MANILA - The government's brutal war on drugs was not wrong, but it definitely had flaws, the former head of the government's controversial campaign said.
"It was not wrong, but it was imperfect," said Ronald Dela Rosa in an interview on ANC's Headstart.
Oplan Tokhang, or the house-to-house "knock and plead" operation led by policemen, has long been criticized for supposedly encroaching human rights. Police however maintained the operation significantly paralyzed the drug trade.
Bato said it was imperfect because some policemen had drug involvement but the 'Tokhang' successfully transformed drug suspects.
"Two percent lang sa buong kapulisan ang involved sa droga, 98 percent matino," he said.
Should he be elected senator, Bato will push for the reimposition of the death penalty for drug traffickers.
"I value the life of the innocent people na nasisira dito sa ginagawa nilang sindikato sa droga," said Dela Rosa.
Dela Rosa, who is part of the administration slate running for a seat in the Senate in the midterm polls, said his advocacy includes making the Philippines a drug and crime-free country.
Dela Rosa said 66 percent of Filipinos also believe that drug users in their areas have declined, citing a survey conducted in the last quarter of 2018.
"Ibig sabihin we are winning the war. Yun naman ang objective natin na pababain yung drug addiction going towards, kung pwede san, maging drug-free ang Pilipinas," he said.

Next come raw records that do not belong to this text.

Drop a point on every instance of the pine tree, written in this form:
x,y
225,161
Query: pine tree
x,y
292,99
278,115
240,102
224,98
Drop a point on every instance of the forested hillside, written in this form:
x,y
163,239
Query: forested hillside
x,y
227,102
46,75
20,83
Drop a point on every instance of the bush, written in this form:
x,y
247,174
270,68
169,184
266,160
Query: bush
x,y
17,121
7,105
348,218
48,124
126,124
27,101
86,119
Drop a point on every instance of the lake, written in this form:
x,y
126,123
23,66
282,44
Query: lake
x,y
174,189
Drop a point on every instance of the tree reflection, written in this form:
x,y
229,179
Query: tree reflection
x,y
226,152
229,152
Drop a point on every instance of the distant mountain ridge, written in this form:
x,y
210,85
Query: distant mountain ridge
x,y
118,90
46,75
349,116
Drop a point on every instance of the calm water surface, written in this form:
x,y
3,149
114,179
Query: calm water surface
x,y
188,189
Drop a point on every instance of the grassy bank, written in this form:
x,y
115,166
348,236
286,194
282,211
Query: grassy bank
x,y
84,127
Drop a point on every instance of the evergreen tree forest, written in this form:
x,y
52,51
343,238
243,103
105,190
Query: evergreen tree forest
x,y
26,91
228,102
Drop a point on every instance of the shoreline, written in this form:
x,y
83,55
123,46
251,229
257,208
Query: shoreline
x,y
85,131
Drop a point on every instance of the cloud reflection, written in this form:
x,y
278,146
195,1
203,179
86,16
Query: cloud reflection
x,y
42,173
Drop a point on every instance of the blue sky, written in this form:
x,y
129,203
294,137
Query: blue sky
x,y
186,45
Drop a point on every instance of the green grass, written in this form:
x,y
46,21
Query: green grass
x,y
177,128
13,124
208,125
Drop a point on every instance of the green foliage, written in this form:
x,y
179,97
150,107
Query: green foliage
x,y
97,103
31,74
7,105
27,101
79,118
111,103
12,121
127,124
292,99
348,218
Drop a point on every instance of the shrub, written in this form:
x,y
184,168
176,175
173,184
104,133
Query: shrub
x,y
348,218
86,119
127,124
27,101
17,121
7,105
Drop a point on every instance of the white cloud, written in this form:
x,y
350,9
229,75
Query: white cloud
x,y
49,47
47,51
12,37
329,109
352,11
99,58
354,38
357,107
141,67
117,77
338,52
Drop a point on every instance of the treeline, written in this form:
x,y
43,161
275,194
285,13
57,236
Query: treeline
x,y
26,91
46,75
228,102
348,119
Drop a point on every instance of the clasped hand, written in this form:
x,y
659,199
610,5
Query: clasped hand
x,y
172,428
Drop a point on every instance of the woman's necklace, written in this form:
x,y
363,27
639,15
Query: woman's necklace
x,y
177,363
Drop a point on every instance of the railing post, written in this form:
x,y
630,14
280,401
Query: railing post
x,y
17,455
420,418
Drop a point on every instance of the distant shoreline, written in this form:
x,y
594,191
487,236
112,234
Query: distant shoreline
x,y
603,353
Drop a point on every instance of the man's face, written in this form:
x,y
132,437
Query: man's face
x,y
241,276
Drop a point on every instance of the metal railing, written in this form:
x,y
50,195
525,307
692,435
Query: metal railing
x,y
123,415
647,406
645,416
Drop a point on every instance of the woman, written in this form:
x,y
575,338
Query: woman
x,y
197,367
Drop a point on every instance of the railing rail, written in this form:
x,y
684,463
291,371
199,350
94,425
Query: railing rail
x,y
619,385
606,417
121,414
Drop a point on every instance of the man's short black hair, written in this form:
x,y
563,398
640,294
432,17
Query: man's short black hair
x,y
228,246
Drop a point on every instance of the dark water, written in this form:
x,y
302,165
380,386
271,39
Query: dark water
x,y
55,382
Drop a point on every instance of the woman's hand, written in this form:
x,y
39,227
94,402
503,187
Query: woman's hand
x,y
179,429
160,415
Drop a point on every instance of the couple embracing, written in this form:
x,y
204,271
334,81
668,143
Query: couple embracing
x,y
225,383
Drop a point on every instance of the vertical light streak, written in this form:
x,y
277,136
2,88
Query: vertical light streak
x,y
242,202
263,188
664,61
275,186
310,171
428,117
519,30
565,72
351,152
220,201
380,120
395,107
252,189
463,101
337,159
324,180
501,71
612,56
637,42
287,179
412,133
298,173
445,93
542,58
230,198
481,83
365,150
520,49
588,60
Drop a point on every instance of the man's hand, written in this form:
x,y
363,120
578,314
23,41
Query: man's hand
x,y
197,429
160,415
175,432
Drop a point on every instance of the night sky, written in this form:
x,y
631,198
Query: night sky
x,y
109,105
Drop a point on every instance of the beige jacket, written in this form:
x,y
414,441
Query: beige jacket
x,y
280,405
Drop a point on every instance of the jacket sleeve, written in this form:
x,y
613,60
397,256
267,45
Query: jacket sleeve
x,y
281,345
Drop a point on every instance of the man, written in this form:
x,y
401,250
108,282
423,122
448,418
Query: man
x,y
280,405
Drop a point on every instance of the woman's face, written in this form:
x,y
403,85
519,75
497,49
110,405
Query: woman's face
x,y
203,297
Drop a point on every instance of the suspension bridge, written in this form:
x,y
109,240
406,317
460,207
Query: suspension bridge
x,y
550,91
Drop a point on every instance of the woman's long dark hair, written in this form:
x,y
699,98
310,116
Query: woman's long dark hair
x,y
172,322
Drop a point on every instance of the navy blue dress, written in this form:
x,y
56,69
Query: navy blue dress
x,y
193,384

Last month, Dela Rosa met with Caceres Archbishop Rolando Tria Tirona whom he asked for forgiveness for those who died in government's war on drugs campaign.
"Sana ipagdasal mo ako at yung nangamatay sana mapunta sila sa langit at matahimik na kanilang kaluluwa," Dela Rosa said.
He explained that no matter how bad a person lived his his life, he still deserved to live.
"Hindi dapat mamatay 'yan. Ngayon, namatay sila sa ating war on drugs, kargo de konsensiya ko 'yun. Ako'y nakokonsensiya dahil nangyari 'yan during my time," he said.
Dela Rosa led the Duterte administration's war on drugs campaign as head of the Philippine National Police (PNP).
"Ito namang drug lords, drug traffickers I also value their life, but less than the value of itong namamatay na nasisira ang kinabukasan dahil sa ilegal na droga," he added.
Dela Rosa would also like to bring back the police training to the Philippine National Police (PNP).
“Ngayon talaga there is a great disconnect between the training at saka yung PNP organization. Tayo lang ang police agency sa buong bansa na hindi nagte-train sa sarili nating pulis,” he said.
The training, he said, is being handled by the Philippine Public Safety College (PPSC), a separate and distinct agency outside of the PNP.
“Dapat ibalik sa PNP na ang mag-train sa kaniyang mga pulis,” he said.